I don’t know what I really feel right now. I have known since I was in Grade X, that a massive disaster like this would come eventually. It was meant to be. Nepal, being in center of two gigantic plate, has always been prone to earthquake. The movement of the plate has resulted in the Himalayas. We have been cursed and blessed with it. And I was prepared for it since then. Seven years ago, I prayed for the earthquake right around this time of the month. The SLC exams were going on and I, being the one to hate exams, wished there was an earthquake and we didn’t have to give exams. Knowing that the massive earthquake took place around every 100 years with give and take of twenty years, I just wished it happened a bit earlier. But it didn’t. Since then, I had been wishing for the same, at the same time for it’s the exam season. But it never happened.

But of course this was inevitable.

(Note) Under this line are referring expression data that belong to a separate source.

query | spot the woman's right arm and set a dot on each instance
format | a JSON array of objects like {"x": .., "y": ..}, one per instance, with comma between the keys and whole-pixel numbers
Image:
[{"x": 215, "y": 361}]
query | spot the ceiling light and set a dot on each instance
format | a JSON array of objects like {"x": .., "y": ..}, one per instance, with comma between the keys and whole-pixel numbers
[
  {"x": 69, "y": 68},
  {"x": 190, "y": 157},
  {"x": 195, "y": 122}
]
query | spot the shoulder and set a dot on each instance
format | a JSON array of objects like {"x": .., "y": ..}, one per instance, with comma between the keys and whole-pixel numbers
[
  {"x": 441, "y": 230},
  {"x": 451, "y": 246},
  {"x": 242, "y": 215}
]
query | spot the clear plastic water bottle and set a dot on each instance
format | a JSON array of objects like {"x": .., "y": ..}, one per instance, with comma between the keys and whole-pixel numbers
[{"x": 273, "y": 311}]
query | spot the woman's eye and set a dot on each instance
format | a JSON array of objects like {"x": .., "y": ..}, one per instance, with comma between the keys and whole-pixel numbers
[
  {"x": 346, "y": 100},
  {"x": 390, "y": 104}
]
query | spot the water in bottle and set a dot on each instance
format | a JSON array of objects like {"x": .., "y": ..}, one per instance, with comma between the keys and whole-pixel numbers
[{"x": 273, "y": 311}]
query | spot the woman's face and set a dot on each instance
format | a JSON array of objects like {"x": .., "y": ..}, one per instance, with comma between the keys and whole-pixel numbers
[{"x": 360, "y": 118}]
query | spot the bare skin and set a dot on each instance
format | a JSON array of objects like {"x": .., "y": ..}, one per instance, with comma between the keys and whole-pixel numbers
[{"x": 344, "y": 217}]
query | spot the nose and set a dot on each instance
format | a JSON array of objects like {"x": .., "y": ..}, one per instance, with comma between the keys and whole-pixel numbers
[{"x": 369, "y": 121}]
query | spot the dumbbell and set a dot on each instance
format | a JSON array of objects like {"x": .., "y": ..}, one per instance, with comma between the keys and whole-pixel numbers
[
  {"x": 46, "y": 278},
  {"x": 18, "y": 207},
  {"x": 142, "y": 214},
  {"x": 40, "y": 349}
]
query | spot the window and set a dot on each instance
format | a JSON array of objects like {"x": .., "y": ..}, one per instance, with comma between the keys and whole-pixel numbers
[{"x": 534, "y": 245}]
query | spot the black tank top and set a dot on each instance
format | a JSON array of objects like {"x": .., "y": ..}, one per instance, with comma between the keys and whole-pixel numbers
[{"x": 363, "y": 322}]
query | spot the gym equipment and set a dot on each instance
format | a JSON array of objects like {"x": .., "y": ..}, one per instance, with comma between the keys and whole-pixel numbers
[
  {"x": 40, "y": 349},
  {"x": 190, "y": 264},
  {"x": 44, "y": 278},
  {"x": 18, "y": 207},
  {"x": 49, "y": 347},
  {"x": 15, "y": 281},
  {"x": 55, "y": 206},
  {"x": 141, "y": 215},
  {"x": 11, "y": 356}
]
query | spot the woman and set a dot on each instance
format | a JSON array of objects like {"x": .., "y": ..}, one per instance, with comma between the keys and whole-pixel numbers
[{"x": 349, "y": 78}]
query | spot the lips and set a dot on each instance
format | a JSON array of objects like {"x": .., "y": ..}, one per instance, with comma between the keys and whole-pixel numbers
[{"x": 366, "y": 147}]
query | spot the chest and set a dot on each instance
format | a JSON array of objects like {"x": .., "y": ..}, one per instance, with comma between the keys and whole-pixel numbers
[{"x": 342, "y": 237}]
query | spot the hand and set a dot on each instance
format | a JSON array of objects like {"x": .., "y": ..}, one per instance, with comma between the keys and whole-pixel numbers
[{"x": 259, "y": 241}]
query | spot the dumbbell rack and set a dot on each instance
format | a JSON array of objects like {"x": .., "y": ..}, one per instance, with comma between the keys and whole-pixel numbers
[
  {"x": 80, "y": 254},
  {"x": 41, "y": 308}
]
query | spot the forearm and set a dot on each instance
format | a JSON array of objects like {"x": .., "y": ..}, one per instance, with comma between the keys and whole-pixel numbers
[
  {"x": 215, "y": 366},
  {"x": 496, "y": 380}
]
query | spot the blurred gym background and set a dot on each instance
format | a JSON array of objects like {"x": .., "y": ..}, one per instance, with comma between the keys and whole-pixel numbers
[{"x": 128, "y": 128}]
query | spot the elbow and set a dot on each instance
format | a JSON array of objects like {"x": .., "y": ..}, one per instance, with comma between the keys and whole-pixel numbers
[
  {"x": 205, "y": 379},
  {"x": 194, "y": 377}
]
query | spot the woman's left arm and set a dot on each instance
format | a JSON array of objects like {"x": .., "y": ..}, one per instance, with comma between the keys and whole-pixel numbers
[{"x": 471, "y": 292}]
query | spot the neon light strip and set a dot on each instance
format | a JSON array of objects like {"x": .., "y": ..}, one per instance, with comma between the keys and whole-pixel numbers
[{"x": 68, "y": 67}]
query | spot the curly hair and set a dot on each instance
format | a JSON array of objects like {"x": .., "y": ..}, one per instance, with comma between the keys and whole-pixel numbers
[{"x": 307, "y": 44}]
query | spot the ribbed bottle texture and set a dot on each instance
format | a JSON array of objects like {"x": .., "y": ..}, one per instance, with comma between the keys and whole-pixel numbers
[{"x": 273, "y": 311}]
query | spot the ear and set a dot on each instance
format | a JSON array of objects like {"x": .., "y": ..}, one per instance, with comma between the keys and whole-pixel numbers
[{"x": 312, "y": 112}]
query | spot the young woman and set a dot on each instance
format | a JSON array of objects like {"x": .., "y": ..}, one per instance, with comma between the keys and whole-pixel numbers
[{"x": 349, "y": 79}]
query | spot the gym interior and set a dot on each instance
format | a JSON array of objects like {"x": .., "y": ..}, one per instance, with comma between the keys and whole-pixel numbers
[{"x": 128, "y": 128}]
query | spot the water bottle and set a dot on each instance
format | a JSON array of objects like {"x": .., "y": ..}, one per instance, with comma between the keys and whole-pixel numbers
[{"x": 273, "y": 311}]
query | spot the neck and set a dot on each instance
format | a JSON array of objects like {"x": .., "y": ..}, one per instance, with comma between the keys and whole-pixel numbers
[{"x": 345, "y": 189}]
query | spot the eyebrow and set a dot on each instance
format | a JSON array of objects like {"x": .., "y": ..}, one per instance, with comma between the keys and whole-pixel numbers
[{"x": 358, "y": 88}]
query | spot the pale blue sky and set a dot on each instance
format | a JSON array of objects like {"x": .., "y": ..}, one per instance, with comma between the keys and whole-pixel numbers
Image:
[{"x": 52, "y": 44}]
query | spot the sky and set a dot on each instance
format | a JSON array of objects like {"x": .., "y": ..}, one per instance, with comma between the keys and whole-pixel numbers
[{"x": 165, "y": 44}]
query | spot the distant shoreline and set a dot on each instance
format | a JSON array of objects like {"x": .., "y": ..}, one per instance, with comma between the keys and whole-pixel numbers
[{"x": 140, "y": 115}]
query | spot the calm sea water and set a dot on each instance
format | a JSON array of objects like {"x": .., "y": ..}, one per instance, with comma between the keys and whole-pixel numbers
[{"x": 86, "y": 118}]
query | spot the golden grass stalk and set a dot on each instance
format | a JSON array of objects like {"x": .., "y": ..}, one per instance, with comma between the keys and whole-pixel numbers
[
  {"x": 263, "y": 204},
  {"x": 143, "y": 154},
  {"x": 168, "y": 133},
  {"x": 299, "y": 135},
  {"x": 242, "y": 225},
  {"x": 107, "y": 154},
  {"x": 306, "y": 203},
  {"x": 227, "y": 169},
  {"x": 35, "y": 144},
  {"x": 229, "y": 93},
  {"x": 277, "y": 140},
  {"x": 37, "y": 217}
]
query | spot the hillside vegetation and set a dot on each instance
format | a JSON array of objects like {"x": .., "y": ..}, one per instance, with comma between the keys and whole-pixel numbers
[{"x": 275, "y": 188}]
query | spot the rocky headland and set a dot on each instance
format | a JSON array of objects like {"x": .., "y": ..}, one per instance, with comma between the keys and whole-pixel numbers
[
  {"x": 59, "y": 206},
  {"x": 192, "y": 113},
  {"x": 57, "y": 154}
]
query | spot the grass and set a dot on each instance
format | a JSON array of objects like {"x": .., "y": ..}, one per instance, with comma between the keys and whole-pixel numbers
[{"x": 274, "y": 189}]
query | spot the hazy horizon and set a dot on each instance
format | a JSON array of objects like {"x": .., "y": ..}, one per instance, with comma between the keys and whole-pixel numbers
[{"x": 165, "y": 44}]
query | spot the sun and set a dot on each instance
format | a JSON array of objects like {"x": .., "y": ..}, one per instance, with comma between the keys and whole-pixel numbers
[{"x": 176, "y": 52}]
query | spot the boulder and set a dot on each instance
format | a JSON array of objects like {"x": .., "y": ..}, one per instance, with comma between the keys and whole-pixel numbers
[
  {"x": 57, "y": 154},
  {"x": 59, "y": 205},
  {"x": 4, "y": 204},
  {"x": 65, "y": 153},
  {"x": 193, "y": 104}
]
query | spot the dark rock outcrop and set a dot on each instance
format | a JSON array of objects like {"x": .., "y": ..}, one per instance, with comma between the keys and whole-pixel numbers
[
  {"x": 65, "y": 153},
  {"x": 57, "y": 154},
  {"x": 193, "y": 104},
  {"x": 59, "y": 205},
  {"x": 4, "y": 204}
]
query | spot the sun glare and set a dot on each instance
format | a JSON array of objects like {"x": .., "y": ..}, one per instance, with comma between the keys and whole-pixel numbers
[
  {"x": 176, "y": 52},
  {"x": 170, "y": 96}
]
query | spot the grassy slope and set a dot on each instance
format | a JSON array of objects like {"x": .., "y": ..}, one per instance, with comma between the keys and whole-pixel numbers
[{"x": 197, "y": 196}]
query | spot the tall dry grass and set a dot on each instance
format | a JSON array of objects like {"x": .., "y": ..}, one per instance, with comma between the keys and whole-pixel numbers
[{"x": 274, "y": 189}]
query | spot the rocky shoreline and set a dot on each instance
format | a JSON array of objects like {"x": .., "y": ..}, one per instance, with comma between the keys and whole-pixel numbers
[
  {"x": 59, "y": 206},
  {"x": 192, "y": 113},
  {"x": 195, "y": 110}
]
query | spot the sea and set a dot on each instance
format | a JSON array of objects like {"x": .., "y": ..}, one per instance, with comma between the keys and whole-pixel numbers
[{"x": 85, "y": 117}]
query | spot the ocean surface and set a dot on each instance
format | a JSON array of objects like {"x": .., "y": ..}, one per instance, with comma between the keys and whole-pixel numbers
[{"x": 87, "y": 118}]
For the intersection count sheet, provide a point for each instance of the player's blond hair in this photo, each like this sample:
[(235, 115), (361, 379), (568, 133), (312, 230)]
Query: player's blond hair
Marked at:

So I started preparing myself mentally. I would imagine being stranded from my family because I usually hangout at the other side of the city (or in this case, valley). I would usually find myself, in this imagination, to be in Tudhikhel at a camp with my family. In my ideal world, you had to register in the camp, and you had your own small community there. I would take the position of a mobilizing and utilize the people to rebuild my city from the rubble. In my imagination, all but the old Kathmandu is gone. Ten months ago, I found myself imagining losing my whole family and relatives at the same time.  And that left me devastated. I found myself weeping the whole night that day. And trying to find ways to cope with the loss I never had.

The reality is of course different. My family, relatives and house are still intact. I am living in a room I have called my own since last year though we were living downstairs for few days. My friends and their families are okay. Some have cracks in their houses but at least the house is standing. Kathmandu is in rubble of course but instead of the new one, it’s the old ones that have been effected the most. Many temples in the Durbar Squares of the valley are gone  and so are the old houses with wooden windows and tiled roofs. I find myself staring at the wall because of not being able to move out for last four days. And when I finally went out of the house today, I found things are far more disorganized than I would have wanted. Nobody knows who are staying in the camps and how many are there. There is no person for contact who could communicate, motivate and mobilize the people from the camp. Also all the volunteering activities and relief distribution activities are scattered.

Of course, this is only day five and things will get better. That’s what my friends are telling me. People will consolidate and everything will be coordinated. And I know it will be. The former colleague I wrote above is currently collecting all the information and statistics about the disaster and its aftermath so that it will be helpful to those wanting to help. I know around four groups working separately but are aware about each other’s existence through social media. So maybe the consolidation is not that far.

I just wish to be more useful than giving ideas and writing my thoughts. But that’s the only thing I am good at. And the only thing I can do now.